Comment by angry_octet

15 hours ago

I don't trust the harness, and I especially don't trust that the LLM won't be able to subvert the harness, or trick me via the harness. I assume that the LLM will be able to leak any secret in the harness context to arbitrary internet destinations, or somehow encode the secret in a work product. Eg space characters at the end of lines encoding access tokens.

Having the harness in one VM, and tool use applied to user data in another, is about as safe as you can be at present. You can mount filesystem fragments from the data VM into the harness VM, but tool execution remains painful.

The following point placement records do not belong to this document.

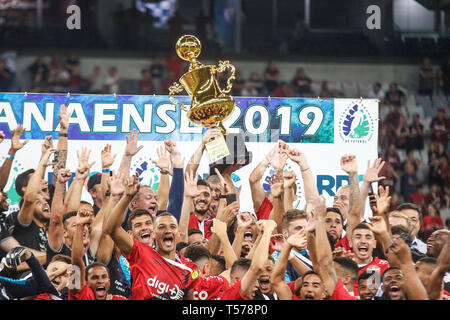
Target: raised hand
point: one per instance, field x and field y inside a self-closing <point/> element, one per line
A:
<point x="289" y="179"/>
<point x="163" y="162"/>
<point x="348" y="163"/>
<point x="16" y="144"/>
<point x="372" y="172"/>
<point x="279" y="242"/>
<point x="63" y="118"/>
<point x="63" y="175"/>
<point x="47" y="144"/>
<point x="298" y="240"/>
<point x="132" y="185"/>
<point x="190" y="185"/>
<point x="211" y="133"/>
<point x="319" y="206"/>
<point x="131" y="149"/>
<point x="116" y="184"/>
<point x="276" y="185"/>
<point x="83" y="160"/>
<point x="299" y="158"/>
<point x="219" y="228"/>
<point x="107" y="158"/>
<point x="226" y="214"/>
<point x="378" y="225"/>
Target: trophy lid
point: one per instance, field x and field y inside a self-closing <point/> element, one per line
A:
<point x="188" y="48"/>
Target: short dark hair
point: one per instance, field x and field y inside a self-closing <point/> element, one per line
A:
<point x="202" y="182"/>
<point x="409" y="205"/>
<point x="220" y="260"/>
<point x="194" y="231"/>
<point x="96" y="264"/>
<point x="336" y="210"/>
<point x="137" y="213"/>
<point x="349" y="265"/>
<point x="61" y="257"/>
<point x="22" y="181"/>
<point x="196" y="253"/>
<point x="366" y="275"/>
<point x="67" y="216"/>
<point x="241" y="263"/>
<point x="292" y="215"/>
<point x="401" y="230"/>
<point x="429" y="260"/>
<point x="389" y="269"/>
<point x="181" y="245"/>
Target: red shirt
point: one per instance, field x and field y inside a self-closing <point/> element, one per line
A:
<point x="378" y="265"/>
<point x="47" y="296"/>
<point x="87" y="294"/>
<point x="155" y="277"/>
<point x="204" y="226"/>
<point x="210" y="288"/>
<point x="264" y="210"/>
<point x="341" y="293"/>
<point x="343" y="243"/>
<point x="233" y="293"/>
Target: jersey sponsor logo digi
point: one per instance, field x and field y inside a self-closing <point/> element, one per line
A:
<point x="162" y="287"/>
<point x="356" y="124"/>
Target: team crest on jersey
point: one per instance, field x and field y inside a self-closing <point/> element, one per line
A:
<point x="356" y="124"/>
<point x="148" y="173"/>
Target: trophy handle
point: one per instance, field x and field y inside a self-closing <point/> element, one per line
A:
<point x="223" y="65"/>
<point x="174" y="89"/>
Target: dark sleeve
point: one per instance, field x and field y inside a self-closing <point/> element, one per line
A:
<point x="39" y="283"/>
<point x="176" y="193"/>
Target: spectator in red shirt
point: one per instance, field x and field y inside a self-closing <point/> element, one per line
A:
<point x="431" y="221"/>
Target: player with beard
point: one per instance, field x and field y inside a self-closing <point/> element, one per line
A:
<point x="435" y="246"/>
<point x="93" y="281"/>
<point x="159" y="273"/>
<point x="243" y="280"/>
<point x="31" y="222"/>
<point x="207" y="286"/>
<point x="199" y="218"/>
<point x="367" y="287"/>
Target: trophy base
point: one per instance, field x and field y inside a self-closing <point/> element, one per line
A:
<point x="212" y="111"/>
<point x="238" y="154"/>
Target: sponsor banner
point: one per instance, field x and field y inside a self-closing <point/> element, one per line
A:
<point x="323" y="129"/>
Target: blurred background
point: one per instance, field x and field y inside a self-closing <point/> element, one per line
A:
<point x="282" y="48"/>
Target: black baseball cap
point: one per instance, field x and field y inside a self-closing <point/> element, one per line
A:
<point x="22" y="181"/>
<point x="94" y="179"/>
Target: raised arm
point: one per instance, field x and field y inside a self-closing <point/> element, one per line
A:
<point x="83" y="222"/>
<point x="348" y="164"/>
<point x="370" y="176"/>
<point x="190" y="192"/>
<point x="55" y="227"/>
<point x="130" y="150"/>
<point x="33" y="189"/>
<point x="414" y="287"/>
<point x="113" y="225"/>
<point x="195" y="159"/>
<point x="16" y="145"/>
<point x="73" y="196"/>
<point x="177" y="187"/>
<point x="260" y="257"/>
<point x="62" y="141"/>
<point x="434" y="286"/>
<point x="309" y="184"/>
<point x="220" y="230"/>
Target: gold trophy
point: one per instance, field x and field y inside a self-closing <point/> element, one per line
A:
<point x="210" y="104"/>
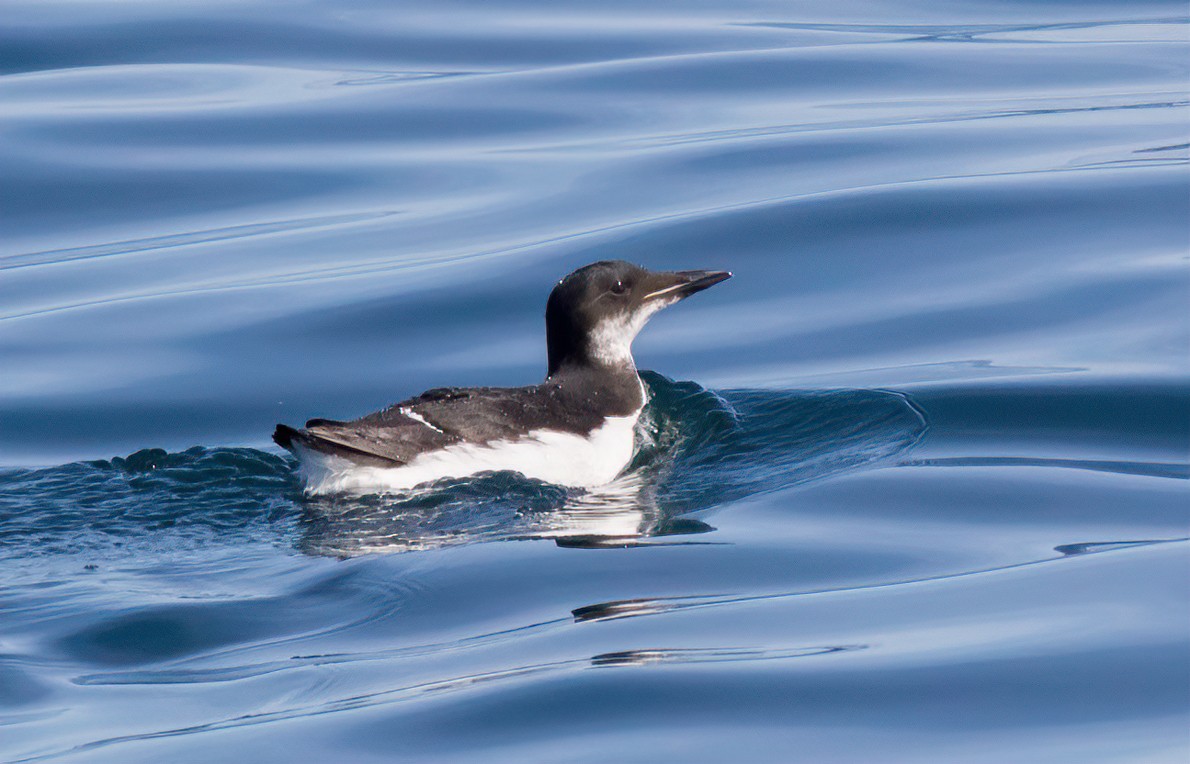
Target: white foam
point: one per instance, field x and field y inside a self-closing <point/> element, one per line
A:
<point x="555" y="457"/>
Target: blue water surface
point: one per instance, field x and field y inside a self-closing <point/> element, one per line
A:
<point x="912" y="487"/>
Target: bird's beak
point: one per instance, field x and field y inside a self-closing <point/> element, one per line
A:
<point x="682" y="283"/>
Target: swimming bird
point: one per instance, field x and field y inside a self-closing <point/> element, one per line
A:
<point x="575" y="429"/>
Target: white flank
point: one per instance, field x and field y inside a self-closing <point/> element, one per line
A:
<point x="546" y="455"/>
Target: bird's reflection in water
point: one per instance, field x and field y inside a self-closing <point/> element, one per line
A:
<point x="490" y="507"/>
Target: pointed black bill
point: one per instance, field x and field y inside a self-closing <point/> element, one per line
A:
<point x="682" y="283"/>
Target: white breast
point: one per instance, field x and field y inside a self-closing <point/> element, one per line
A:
<point x="555" y="457"/>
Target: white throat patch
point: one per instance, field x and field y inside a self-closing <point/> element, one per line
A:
<point x="611" y="342"/>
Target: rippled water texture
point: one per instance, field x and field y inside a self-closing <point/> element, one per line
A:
<point x="913" y="486"/>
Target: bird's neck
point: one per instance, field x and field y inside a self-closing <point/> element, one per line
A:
<point x="615" y="390"/>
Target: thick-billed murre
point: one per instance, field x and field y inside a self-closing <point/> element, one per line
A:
<point x="574" y="429"/>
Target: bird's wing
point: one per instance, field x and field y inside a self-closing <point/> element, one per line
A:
<point x="440" y="418"/>
<point x="396" y="440"/>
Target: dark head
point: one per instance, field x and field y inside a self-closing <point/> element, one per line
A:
<point x="594" y="313"/>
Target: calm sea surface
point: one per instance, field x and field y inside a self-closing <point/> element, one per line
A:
<point x="913" y="487"/>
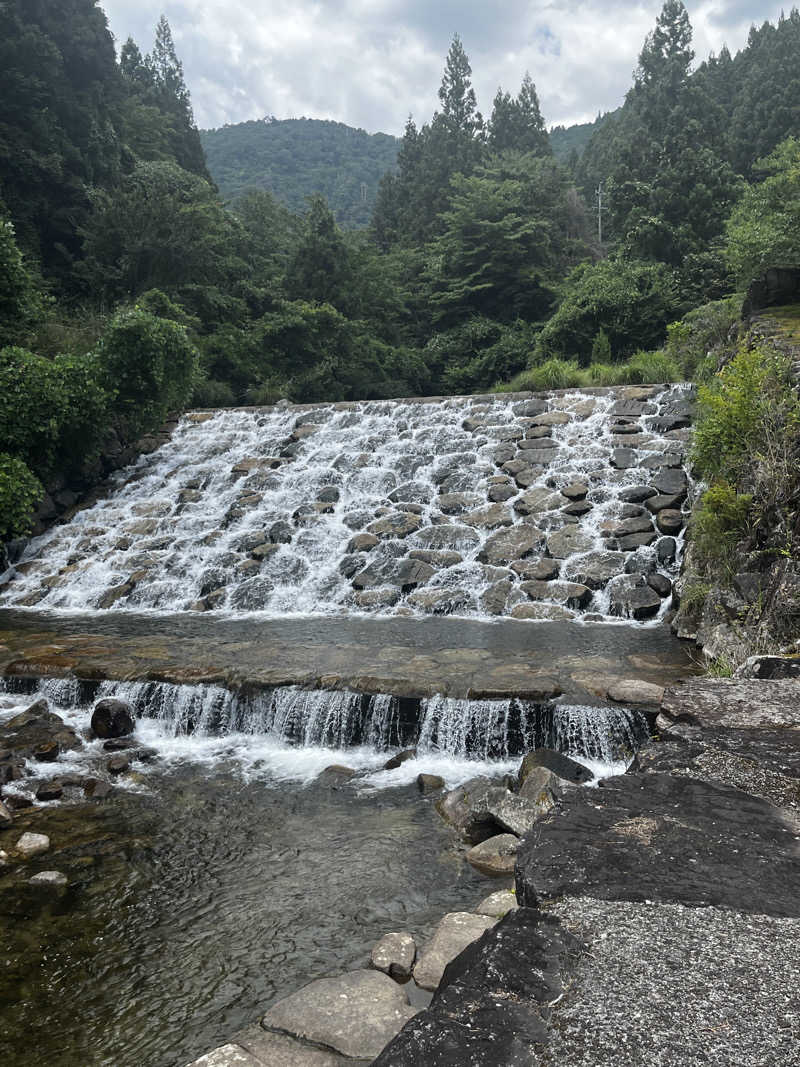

Having all authorisation and access control exist outside of the harness layer is essential. It should only have narrowly scoped and time limited credentials that are bound to its IP, and even then that is problematic.

2 comments

angry_octet

wswope 1 hour ago

My approach to this has been a NixOS host with the harness running in a rootless podman sidecar.

The host has squid configured with a self-signed CA and networking rules to route all host traffic to the intercepting proxy, so I have a tight firewall and full auditability.

Then there’s a python rpc daemon running on the host with a set of whitelisted commands, read-only for pulling logs and diagnostics.

By default, the agent runs in a split pane tmux session with a host shell on the left and the chat interface on the right. The rpc whitelist includes the proper `tmux capture-pane` invocation to pull from the host shell, so I can easily let it see what I’m doing if I want it to help debug something.

I’m using pi as my harness and have custom extensions that give Yes/No confirmation gates for any writes the agent makes and that pass all bash commands/file writes to a deepseek subagent for review.

Still early days, but as someone with a similarly paranoid mindset around running LLMs securely, I think the future is promising and we’ll see some new “best practices” and related tooling popping up shortly.

angry_octet 1 hour ago

NixOS is a great place to start from.
Trusted observability will be key. Why am I giving the harness the ability to read/modify files when the harness lives in the same action space as tools? No, the gates should be controlled elsewhere, and even when I have given carte blanche, I want to see what has been done, step by step. So a controlled CA that allows for inspection of requests is great for logging.